A few months ago, I got lost on the way to the office. I’ve been driving through the same tree-lined entrance to Music Row for over 15 years now, along the shaded street of hundred-year-old brick buildings filled with studios and publishing companies. But I found myself sitting at a red light at the corner of Division and 17th Avenue, completely disoriented and at a loss for which direction to turn.The row of mature oak trees and the line of brick houses were gone. In their place was a blank space…a massive hole in the ground walled off by a temporary barricade…with a shockingly bare view of the buildings a few blocks away.
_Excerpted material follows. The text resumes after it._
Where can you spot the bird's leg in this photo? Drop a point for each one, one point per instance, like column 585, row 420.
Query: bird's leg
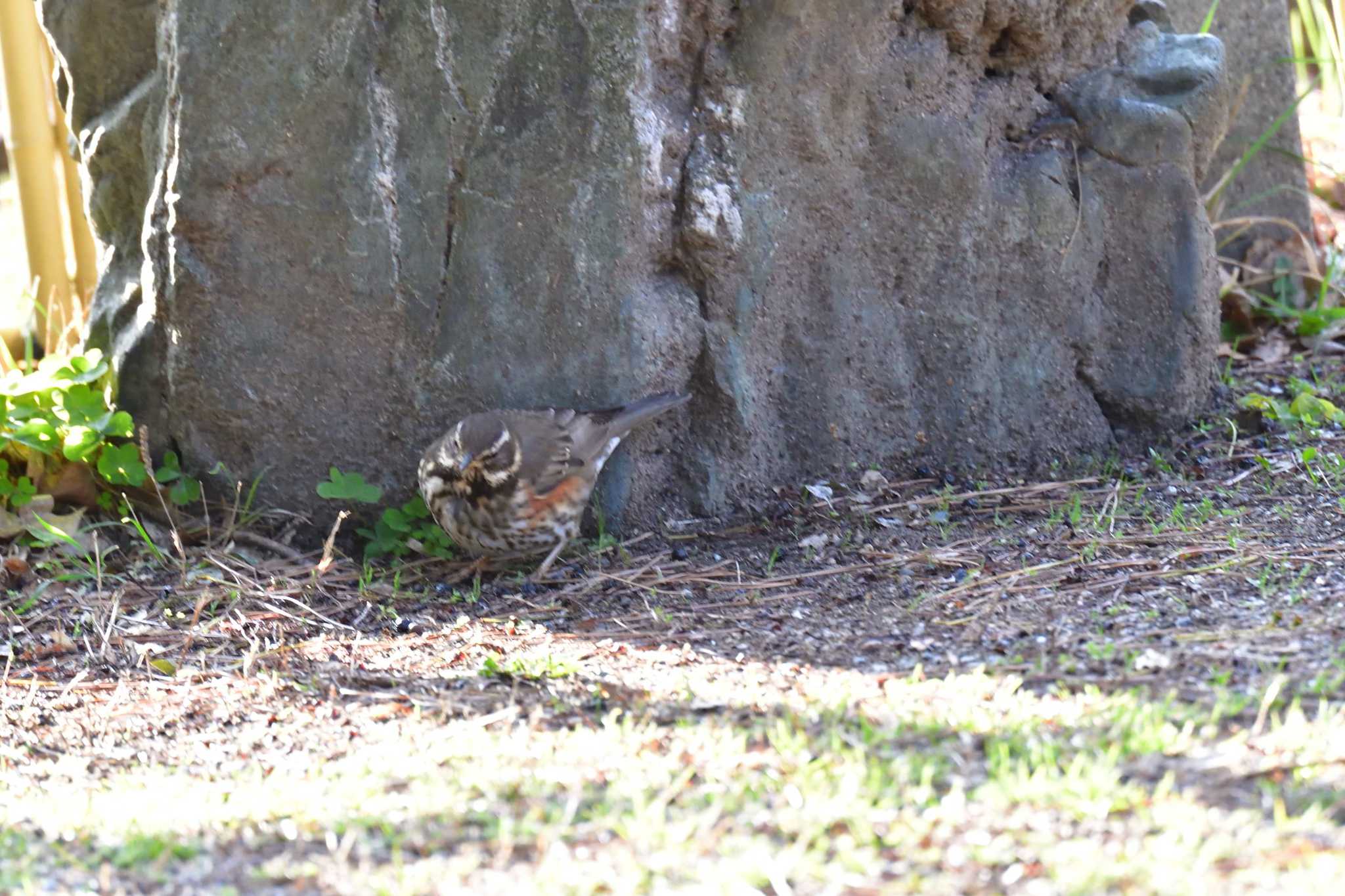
column 549, row 561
One of the brick buildings that met with the wrecking ball was South Street Studio. I must have sat on the couch in the living room of that little old house dozens of times, holding the talk-back button in my hand and coaching demo singers on how to deliver the vocals on my songs. Those walls must have absorbed hours of my music while Eric Legg painstakingly EQ’ed instrument levels and tweaked mixes. I cried tears in that room listening to Pam Tillis add her voice to my “City of Dreams” flood relief song…and again when Eric played me his final mix of the 100+ tracks recorded by musicians and artists donating their time to the cause to help Music City get back on its feet again.

Today the Tennessean newspaper published a drawing of the 16-storey, twin glass peaked hotel that is going to be built in the spot where that building once stood. And you can call me old-fashioned, but as one of the working musicians that creates the music that brings tourism to Music City, I can’t help but feel sad; overlooked and underappreciated by the powers-that-be here in Nashville that would allow a development like this to happen.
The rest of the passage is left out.